– Но Блюмер перед смертью несколько раз встречался с женщиной, точной копией Пунш. Я показывала ее фотографию адвокату, работающему в одной конторе с Блюмером и видевшему его незадолго до гибели; так вот, он утверждает, что…
– Как зовут этого адвоката?
– Костя Галицкий.
– Галицкий? Да я же отлично его знаю! И что же он утверждает?
– Ну хорошо, не утверждает, а предполагает, что твоя любовница наняла Блюмера, чтобы ограбить тебя. Вот такая банальная история.
– Галицкий – хороший адвокат, он вел несколько моих дел, и ему можно верить. Но поверить в то, чтобы Лена захотела меня ограбить, – не могу. Зачем ей мои деньги?..
– Неправильные вопросы ты задаешь, Варнава. Я бы на твоем месте спрашивала о другом, причем спрашивала именно себя: как я мог подписать доверенность? Как? Разве что был пьян?..
В комнате внезапно стало тихо, если не считать чуть слышного дыхания: Варнава с отрешенным видом смотрел в окно. Изольде показалось, что где-то там, за окном, за клубящимися облаками, он увидел свою Лену и мысленно задал ей этот вопрос; и все же нет, не этот вопрос он задавал ей, посылая нежный и грустный взгляд в пространство. Он спрашивал ее о другом. О том, что не понимает, как могла она бросить его и обречь на такие муки, исчезнув так же неожиданно, как появилась в его жизни.
Как много бы она дала за то, чтобы таким вот пронзительно-чувственным, ищущим взглядом он искал не Пунш, а ее, Изольду Хлудневу.

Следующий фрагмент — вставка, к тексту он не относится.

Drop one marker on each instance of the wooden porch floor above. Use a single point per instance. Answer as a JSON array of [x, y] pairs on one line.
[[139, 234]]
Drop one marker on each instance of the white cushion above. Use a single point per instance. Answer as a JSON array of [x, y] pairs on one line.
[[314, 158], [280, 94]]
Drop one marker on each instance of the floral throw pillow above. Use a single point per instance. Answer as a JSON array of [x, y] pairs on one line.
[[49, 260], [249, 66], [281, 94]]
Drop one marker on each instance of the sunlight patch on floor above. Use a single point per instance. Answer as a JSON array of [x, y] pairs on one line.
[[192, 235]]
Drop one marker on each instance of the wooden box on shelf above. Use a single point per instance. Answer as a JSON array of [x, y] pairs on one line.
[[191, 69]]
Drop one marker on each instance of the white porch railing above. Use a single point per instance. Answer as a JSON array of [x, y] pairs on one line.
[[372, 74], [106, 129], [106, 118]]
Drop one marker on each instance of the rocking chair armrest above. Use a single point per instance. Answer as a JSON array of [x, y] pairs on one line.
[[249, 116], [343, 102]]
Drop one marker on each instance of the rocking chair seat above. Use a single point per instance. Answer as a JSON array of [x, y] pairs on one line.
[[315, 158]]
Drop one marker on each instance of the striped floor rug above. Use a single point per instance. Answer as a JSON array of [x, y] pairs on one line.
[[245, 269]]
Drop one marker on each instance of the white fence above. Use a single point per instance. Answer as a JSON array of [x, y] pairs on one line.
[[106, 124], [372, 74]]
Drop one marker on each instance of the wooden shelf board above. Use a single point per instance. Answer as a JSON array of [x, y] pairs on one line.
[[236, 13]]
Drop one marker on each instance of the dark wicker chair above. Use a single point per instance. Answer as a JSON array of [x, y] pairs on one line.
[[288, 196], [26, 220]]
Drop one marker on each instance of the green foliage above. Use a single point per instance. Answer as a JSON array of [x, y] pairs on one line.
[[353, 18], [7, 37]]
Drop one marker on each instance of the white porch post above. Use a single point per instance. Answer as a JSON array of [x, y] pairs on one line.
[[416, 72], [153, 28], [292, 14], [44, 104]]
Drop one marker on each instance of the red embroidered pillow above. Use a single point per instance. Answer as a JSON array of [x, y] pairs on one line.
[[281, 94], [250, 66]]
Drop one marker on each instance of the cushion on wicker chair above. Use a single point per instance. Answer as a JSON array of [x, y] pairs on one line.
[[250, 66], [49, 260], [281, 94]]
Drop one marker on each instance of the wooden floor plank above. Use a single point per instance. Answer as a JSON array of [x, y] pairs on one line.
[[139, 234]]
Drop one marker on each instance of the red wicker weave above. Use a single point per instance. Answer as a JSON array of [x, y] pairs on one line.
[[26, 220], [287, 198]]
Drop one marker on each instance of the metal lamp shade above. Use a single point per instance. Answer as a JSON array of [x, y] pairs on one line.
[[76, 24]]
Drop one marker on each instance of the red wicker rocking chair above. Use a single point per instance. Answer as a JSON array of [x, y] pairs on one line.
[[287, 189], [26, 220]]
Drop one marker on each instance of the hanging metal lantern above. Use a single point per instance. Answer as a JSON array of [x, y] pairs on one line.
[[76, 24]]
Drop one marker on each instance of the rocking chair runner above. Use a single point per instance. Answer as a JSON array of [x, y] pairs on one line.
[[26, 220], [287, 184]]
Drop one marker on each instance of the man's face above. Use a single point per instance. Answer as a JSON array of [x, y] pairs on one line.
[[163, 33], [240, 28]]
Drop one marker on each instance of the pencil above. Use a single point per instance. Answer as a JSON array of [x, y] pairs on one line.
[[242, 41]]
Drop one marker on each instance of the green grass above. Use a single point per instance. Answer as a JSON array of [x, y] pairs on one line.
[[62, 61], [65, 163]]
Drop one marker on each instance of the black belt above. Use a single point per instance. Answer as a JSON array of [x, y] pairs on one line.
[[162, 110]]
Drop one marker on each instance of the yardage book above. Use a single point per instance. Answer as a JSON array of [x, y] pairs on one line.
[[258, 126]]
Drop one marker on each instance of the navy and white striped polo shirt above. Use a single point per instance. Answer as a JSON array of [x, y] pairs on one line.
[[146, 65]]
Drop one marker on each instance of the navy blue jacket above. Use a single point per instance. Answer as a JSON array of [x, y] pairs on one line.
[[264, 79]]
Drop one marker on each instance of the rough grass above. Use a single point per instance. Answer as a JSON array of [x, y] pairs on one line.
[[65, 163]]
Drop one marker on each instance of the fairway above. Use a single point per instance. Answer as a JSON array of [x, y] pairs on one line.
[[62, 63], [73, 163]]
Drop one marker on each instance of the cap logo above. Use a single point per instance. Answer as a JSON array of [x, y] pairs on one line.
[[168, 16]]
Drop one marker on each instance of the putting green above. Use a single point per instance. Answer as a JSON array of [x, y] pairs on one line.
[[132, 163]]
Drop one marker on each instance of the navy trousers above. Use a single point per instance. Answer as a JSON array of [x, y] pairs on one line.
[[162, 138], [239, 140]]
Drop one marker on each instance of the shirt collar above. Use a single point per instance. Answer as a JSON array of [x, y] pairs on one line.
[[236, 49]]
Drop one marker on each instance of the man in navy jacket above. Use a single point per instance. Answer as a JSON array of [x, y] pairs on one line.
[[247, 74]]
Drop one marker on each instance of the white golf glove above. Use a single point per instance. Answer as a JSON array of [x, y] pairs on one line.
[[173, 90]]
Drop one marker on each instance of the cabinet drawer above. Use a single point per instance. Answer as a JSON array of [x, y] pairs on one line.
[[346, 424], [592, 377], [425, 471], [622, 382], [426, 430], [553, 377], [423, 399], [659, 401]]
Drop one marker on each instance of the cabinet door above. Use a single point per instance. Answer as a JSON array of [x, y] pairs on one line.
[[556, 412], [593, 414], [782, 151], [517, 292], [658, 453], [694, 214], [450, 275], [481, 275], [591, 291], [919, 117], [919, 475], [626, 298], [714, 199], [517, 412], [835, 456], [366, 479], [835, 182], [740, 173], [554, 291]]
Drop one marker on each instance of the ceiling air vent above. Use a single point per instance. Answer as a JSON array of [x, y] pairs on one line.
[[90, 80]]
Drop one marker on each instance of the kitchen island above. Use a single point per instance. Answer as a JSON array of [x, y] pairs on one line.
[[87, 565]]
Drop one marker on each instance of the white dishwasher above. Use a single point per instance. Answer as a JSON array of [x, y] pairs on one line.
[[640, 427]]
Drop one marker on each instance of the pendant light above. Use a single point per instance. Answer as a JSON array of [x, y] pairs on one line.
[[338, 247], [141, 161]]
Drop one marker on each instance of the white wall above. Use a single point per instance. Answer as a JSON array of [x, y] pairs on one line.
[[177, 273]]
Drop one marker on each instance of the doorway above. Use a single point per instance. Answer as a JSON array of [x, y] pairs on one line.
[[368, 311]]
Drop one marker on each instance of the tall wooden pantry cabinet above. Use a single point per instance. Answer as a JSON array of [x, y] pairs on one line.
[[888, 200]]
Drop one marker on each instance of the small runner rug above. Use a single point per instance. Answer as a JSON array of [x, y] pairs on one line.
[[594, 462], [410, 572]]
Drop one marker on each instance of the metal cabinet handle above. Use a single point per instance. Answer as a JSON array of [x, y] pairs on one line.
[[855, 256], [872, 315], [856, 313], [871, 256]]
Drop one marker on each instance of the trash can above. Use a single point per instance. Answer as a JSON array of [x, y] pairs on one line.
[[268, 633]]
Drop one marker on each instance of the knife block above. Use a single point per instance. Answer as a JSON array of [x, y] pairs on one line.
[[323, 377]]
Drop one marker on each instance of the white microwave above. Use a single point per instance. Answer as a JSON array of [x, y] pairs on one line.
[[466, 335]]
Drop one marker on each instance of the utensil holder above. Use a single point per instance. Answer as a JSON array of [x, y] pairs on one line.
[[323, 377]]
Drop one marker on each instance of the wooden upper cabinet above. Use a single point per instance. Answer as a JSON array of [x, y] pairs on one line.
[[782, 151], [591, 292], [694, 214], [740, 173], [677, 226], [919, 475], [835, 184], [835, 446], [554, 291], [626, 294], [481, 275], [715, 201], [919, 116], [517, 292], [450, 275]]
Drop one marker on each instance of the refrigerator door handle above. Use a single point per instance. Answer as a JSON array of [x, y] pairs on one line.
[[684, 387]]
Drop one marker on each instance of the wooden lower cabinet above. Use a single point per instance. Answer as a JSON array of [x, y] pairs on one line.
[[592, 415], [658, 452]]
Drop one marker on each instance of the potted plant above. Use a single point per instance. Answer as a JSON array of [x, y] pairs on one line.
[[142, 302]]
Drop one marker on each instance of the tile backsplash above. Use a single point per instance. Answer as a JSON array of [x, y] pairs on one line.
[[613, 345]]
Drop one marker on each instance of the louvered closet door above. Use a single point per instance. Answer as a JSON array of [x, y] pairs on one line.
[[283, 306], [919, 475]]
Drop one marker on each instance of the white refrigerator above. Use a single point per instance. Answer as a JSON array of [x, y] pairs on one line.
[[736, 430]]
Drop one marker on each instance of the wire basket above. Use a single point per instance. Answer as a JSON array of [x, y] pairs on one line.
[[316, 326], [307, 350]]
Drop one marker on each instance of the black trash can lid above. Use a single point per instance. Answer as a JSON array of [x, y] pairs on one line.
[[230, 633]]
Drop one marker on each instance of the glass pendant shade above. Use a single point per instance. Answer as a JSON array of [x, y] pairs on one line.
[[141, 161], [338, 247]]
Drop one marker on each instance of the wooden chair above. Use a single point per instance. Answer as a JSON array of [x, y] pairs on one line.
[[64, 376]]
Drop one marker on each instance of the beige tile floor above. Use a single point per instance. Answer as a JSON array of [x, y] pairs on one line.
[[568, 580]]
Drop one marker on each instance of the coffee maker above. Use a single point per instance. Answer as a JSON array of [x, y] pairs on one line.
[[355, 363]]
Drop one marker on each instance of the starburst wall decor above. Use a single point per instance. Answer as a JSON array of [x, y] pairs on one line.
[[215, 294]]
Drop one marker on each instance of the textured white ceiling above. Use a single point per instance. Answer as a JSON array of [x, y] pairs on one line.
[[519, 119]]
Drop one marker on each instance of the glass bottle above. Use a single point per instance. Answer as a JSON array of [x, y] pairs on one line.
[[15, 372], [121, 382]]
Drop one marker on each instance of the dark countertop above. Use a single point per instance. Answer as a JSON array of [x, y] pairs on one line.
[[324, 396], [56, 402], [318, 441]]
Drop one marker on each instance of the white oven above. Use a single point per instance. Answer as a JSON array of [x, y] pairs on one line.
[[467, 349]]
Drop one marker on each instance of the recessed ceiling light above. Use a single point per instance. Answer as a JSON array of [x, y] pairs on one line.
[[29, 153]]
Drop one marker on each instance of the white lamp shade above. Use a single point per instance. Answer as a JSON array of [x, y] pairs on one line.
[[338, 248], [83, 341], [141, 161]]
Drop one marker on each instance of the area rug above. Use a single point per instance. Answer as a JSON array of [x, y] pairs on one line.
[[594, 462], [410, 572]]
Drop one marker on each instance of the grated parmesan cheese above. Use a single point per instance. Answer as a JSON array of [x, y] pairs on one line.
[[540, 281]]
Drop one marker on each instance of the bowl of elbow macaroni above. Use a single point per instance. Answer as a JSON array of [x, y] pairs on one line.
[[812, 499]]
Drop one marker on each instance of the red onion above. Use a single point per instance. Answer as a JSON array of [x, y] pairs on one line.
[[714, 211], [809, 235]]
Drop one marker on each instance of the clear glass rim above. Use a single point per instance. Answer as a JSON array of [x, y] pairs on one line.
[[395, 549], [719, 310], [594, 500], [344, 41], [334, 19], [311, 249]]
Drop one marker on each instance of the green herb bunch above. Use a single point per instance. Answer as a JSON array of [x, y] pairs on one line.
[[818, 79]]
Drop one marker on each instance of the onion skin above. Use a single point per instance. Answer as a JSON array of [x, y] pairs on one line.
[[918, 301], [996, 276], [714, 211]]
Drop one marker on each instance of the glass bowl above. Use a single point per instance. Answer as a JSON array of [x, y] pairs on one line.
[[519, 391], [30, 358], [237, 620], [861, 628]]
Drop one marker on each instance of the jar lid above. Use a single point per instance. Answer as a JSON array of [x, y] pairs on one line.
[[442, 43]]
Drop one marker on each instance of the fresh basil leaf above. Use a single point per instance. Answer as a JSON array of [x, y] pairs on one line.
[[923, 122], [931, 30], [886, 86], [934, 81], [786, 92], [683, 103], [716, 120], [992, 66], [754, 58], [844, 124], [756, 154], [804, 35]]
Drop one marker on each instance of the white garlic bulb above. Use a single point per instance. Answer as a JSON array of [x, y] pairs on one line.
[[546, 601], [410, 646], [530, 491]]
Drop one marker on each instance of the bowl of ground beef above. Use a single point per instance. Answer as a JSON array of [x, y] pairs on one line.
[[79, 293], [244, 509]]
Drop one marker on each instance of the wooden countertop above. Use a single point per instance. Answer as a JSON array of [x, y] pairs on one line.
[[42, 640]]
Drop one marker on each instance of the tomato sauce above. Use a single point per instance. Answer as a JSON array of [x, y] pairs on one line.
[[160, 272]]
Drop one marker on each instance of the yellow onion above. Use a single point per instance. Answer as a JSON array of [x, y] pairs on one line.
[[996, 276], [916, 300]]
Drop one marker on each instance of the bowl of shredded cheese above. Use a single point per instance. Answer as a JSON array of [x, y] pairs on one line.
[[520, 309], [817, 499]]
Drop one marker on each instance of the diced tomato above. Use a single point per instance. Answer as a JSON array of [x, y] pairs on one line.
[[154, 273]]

Прорвавшись сквозь дурман страсти и безрассудства, вдруг неожиданно и в то же время как бы вполне закономерно обозначилась мысль о Валентине, мысль, которая тут же каким-то глубинным подсознательным чувством была возведена в степень упрека: а ведь она совсем забыла о ней, о своей любимой племяннице, забыла и… предала.
Изольда схватилась за голову, не думая о том, где и с кем находится. И тут же услышала:
– Мне надо подумать. И все вспомнить.
Мы расстались с Сосом как родные и одновременно чужие люди – обнялись, поцеловались, и каждый пошел своей дорогой. Он больше не задавал мне вопросов, касающихся Мисропяна, а я ни слова не рассказала о себе. Была страсть, было желание, была нежность. Но были и страх, и неведение, и даже грубость. А потому нам надлежало забыть друг друга – и чем скорее, тем лучше.
Кроме того, хоть я и не моралистка и всегда придерживалась мнения, что личная жизнь каждого – это частная территория глубоко интимных чувств, охраняемая лишь собственной совестью и стыдом, даже я испытала после близости с Сосом чувство брезгливости к себе. Неразборчивость – что может быть пошлее?